Assuming Europe does not experience a prolonged cold spell in the current heating season, the region should exit the 2022/23 winter with storage above 50% full. This is significantly higher than the 26% seen at the end of the last heating season and above the five-year average of 34%.

Ending this winter with very comfortable inventories makes the job of refilling storage over the injection season and hitting EU inventory targets of 90% by 1 November 2023 easier. Between 1 April and the end of October last year, the EU added in the region of 67 billion cubic metres (bcm) to storage. If we were to see similar storage levels at the start of the next heating season, the EU would only need to add around 43bcm of gas this year.

A more comfortable European balance suggests that prices do not need to trade as high as initially expected, although prices will still remain historically high in order to ensure adequate demand destruction and liquefied natural gas (LNG) supply. We expect TTF to average EUR70/MWh over 2023 with prices peaking over the fourth quarter of 2023 to average EUR80/MWh.

The assumption to these forecasts is that we do not see a further decline in remaining Russian pipeline flows to Europe, and that Europe sees a marginal increase in LNG imports in 2023 (this would mean not seeing a return to 2021 LNG import volumes for China) and that we see demand destruction in the region of 10% from April 2023 onwards. These factors should ensure that the EU hits its target of having storage at least 90% full by 1 November 2023. 

Clearly, an upside risk to our view is if we see Russian flows fall further and/or stronger-than-expected Chinese LNG imports in 2023.

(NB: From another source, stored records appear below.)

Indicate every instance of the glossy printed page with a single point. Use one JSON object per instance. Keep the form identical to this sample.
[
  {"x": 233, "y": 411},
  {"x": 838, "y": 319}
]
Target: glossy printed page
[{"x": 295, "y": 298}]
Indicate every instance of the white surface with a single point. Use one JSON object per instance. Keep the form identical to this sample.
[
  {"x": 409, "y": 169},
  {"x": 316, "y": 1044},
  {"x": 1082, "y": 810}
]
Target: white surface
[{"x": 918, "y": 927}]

EU storage to exit this winter comfortably (% full)

Source: GIE, ENTSOG, Eurostat, ING Research
GIE, ENTSOG, Eurostat, ING Research

Oil market set to tighten

Oil prices have been trading in a largely rangebound manner so far this year, although there is still plenty of uncertainty over the demand outlook (which will really depend on how strong a recovery we see from China this year) and Russian oil supply.

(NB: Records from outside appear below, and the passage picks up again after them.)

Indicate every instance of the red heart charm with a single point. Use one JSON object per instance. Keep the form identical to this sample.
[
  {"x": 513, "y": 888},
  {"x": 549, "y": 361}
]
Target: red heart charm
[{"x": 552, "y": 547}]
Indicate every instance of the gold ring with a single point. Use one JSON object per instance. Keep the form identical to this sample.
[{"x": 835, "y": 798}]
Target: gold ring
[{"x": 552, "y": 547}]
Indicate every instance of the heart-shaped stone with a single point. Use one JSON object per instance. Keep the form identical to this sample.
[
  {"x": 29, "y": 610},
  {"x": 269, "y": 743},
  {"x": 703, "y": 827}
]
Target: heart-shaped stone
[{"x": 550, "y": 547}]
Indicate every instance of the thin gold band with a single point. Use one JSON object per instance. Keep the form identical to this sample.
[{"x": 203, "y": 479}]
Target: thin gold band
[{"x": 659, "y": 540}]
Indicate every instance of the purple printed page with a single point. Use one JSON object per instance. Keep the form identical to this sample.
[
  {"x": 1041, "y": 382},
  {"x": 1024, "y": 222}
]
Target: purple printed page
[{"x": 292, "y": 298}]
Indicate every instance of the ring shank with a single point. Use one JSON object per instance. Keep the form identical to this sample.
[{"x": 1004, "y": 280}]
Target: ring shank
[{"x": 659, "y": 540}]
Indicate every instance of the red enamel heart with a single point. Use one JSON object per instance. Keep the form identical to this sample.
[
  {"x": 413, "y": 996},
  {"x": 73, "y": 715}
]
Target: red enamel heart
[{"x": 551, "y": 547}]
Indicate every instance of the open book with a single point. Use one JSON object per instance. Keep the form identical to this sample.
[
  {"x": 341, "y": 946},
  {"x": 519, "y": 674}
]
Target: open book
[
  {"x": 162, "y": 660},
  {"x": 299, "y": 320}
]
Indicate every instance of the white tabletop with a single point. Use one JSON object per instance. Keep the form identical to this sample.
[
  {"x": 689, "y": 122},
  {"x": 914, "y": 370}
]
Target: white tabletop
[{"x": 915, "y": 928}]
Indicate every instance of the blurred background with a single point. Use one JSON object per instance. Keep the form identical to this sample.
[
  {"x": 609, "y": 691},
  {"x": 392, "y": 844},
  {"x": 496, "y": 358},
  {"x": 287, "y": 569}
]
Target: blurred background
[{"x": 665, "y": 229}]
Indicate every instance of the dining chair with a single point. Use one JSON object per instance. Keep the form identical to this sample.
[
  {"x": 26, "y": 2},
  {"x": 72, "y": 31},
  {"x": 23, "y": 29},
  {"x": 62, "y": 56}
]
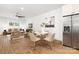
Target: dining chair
[{"x": 33, "y": 38}]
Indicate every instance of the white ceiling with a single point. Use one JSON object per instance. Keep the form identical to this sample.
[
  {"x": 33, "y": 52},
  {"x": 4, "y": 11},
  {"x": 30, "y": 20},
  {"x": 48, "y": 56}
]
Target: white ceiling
[{"x": 29, "y": 10}]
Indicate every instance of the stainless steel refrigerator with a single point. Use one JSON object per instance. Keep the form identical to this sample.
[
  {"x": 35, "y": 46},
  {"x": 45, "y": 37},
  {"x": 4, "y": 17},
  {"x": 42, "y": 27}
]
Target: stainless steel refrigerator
[{"x": 71, "y": 31}]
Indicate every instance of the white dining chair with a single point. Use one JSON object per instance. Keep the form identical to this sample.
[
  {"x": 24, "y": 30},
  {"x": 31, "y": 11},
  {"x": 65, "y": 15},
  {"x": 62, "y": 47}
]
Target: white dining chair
[{"x": 50, "y": 39}]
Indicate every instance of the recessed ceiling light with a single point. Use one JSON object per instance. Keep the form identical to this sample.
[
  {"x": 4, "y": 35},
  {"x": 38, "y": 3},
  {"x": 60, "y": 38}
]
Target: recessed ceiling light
[{"x": 21, "y": 8}]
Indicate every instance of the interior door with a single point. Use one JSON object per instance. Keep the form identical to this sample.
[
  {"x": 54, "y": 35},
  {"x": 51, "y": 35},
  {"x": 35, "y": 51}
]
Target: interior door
[
  {"x": 67, "y": 31},
  {"x": 75, "y": 31}
]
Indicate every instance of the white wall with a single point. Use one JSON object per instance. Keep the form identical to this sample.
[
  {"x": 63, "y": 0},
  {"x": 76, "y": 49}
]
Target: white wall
[
  {"x": 4, "y": 22},
  {"x": 58, "y": 29},
  {"x": 37, "y": 21}
]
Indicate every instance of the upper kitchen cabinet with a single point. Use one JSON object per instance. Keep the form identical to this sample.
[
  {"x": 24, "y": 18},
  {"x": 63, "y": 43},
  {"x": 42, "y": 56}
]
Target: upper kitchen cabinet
[
  {"x": 70, "y": 9},
  {"x": 75, "y": 8}
]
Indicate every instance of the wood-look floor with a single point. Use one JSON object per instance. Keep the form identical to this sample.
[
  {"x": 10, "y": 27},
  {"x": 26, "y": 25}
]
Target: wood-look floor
[{"x": 24, "y": 46}]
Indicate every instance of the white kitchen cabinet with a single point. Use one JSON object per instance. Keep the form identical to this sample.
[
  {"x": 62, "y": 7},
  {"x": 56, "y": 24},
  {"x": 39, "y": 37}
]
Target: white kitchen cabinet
[{"x": 67, "y": 10}]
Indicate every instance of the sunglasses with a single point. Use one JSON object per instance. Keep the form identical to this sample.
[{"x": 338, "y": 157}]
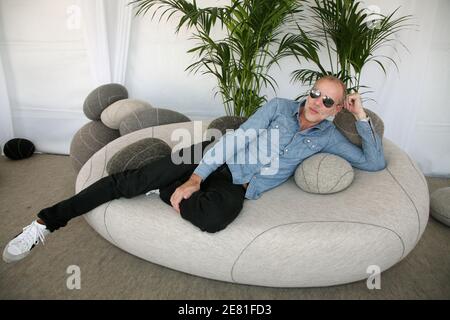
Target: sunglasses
[{"x": 327, "y": 101}]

Global oil demand is expected to grow in the region of 1.7MMbbls/d this year, which would take global oil demand above pre-Covid levels and to a record 101.3MMbbls/d. Around 50% of global demand growth is expected to come from China this year, following the reversal of its zero-Covid policy.

As for Russian supply, the EU ban on Russian seaborne crude oil imports came into force in December and whilst there was an initial drop in Russian seaborne export volumes, we have seen a recovery. On 5 February, the ban will include Russian refined products, which could prove more disruptive for oil markets, given the challenge of rerouting refined products that would have gone to the EU to other destinations. We expect that the Russian oil supply will fall in the region of 1.3MMbbls/d year-on-year in 2023 due to the EU ban on Russian crude and refined products. Clearly, the risk to this view is if Russia manages to find new homes for its refined products, much like it has done with increased crude oil flows to India and China.

The oil market is comfortably supplied over the first quarter of the year with Russian supply holding up better than expected, whilst a milder winter will also mean reduced fuel demand for heating purposes. This leaves the oil market in surplus over the first quarter, which suggests that the upside for prices is limited in the short term. However, in the medium to long term, the market is expected to tighten which should see prices moving higher from the second quarter onwards. We expect ICE Brent to average US$100/bbl over 2023, with the bulk of strength coming in the second half of the year, when we see prices averaging US$108/bbl.